Gao Lin e Zheng Zhi mostram uma nova etapa para o futebol na China

Não é de hoje que o plano da China é ser um país forte no futebol.

Muito já se foi falado, debatido e lido sobre a ambição do seu atual governo, em especial do presidente Xi Jinping, de ter uma nação forte e com certa representatividade no esporte mais popular do mundo.

E para isso não é necessário apenas uma liga nacional com várias estrelas internacionais, ou técnicos renomados nos clubes ou ainda a seleção conseguindo bons resultados nas Eliminatórias.

A China entende que criar nos seus jovens o gosto pelo esporte é um dos pontos mais importantes para o futuro do futebol em suas fronteiras.

O outro ponto? Uma geração forte de treinadores chineses surgindo para conduzir os jogadores que surgirem nas categorias de base pelo país.

E esses futuros técnicos vão surgindo a cada ano, mesmo sem assumir nenhum clube chinês.

Os casos mais destacados desse cuidado da China em também terem bons treinadores nacionais é visto com Zheng Zhi, jogador do Guangzhou Evergrande, e Gao Lin, atacante do Shenzhen FC.

O primeiro é um meio-campo de qualidade no passe e com passagens pelo futebol inglês e escocês, além de ser o símbolo da era vitoriosa do Evergrande.
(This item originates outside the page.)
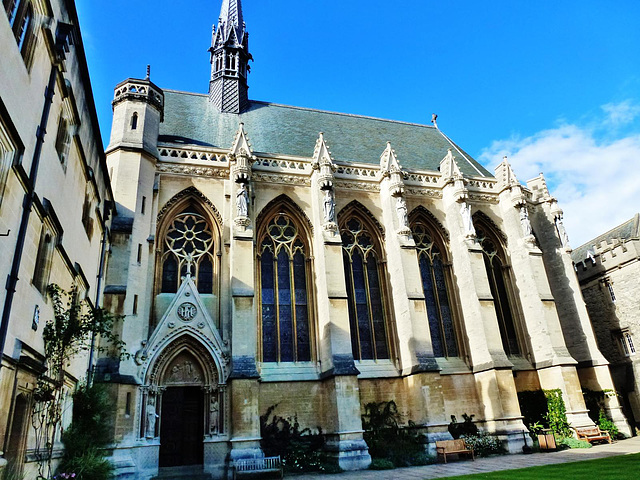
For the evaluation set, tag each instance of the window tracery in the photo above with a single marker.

Quando deixou o Celtic em 2010 para ser transferir para o recém fundado clube do Cantão, Zhi era um herói nacional e capitão da Seleção Chinesa.
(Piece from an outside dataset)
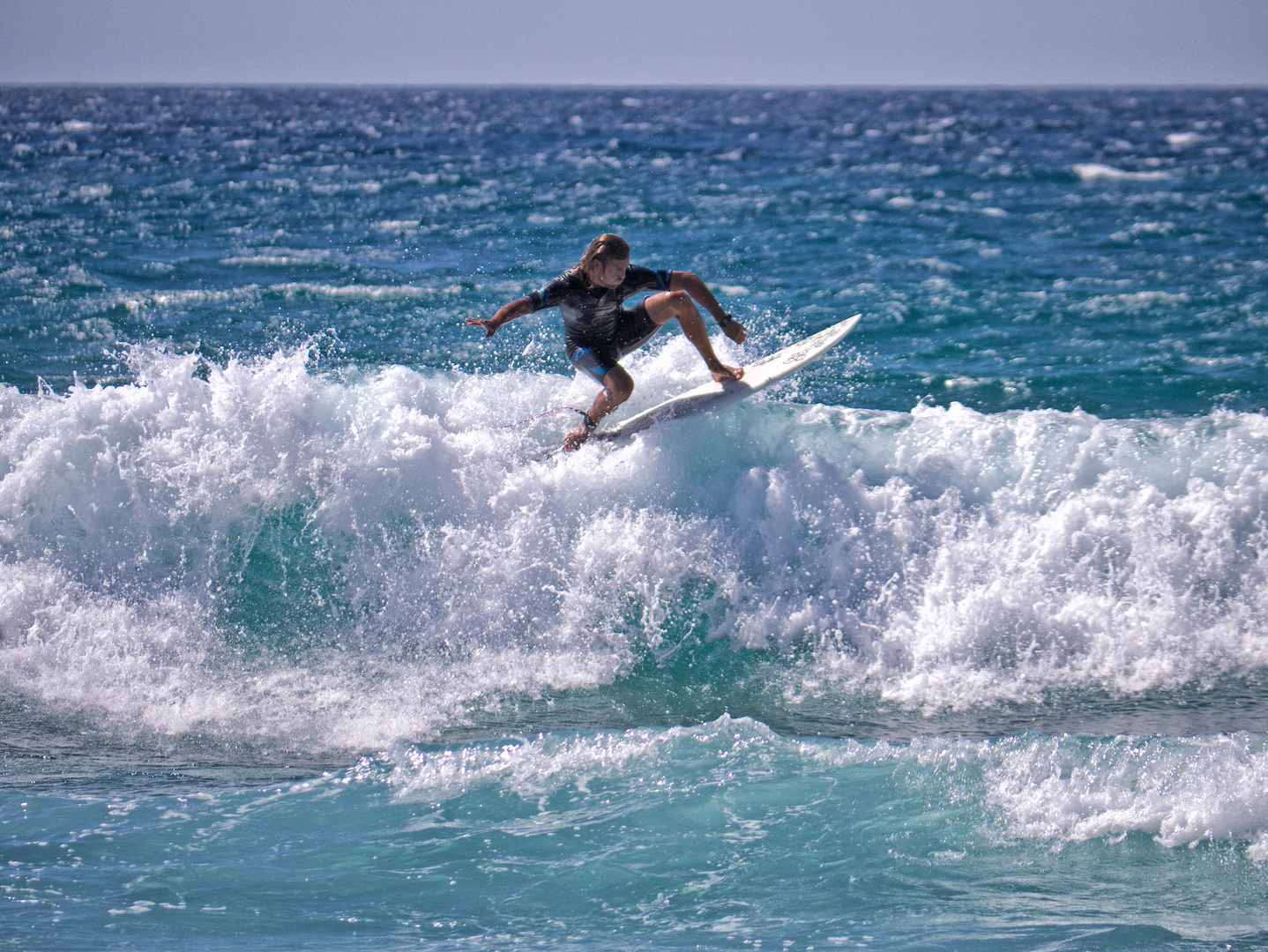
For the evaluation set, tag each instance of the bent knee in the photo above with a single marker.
(681, 301)
(620, 392)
Aceitou o desafio e foi um dos pilares das conquistas da equipe, como por exemplo duas Champions League da Ásia, oito Super Ligas e o prêmio de Jogador Asiático do Ano (2013).

Desde 2019 o camisa 10 recebeu a missão de ser jogador-auxiliar técnico da equipe vermelha e segue aprendendo sob a batuta de Fabio Cannavaro.

Claramente a diretoria do Evergrande enxerga em Zhi como o futuro treinador da equipe, já que aos 39 anos, sua carreira dentro de campo já se aproxima do fim.

E seguindo o mesmo caminho está Gao Lin, atacante que até 2019 era companheiro de Zheng, e agora é o pilar chinês do Shenzhen no Chinesão.

Gao esteve em todas as convocações recentes da Seleção Chinesa e foi titular durante as campanhas das duas últimas Copas da Ásia pelos Dragões Vermelhos.

Após a demissão na última semana de Roberto Donadoni, Gao foi imediatamente indicado pela diretiva do clube ao cargo de auxiliar técnico do próximo treinador da equipe.

É provável que Jordi Cruyff seja o próximo treinador da equipe, segundo informações na China, e consequentemente o primeiro mestre de Lin na trajetória de se tornar um comandante no futuro.

A China segue forte com seu planejamento de se tornar uma potência no futebol. Apesar do freio em contratações bombásticas, o país não tem pressa em formar uma nação onde o jogo bonito corre pelas veias.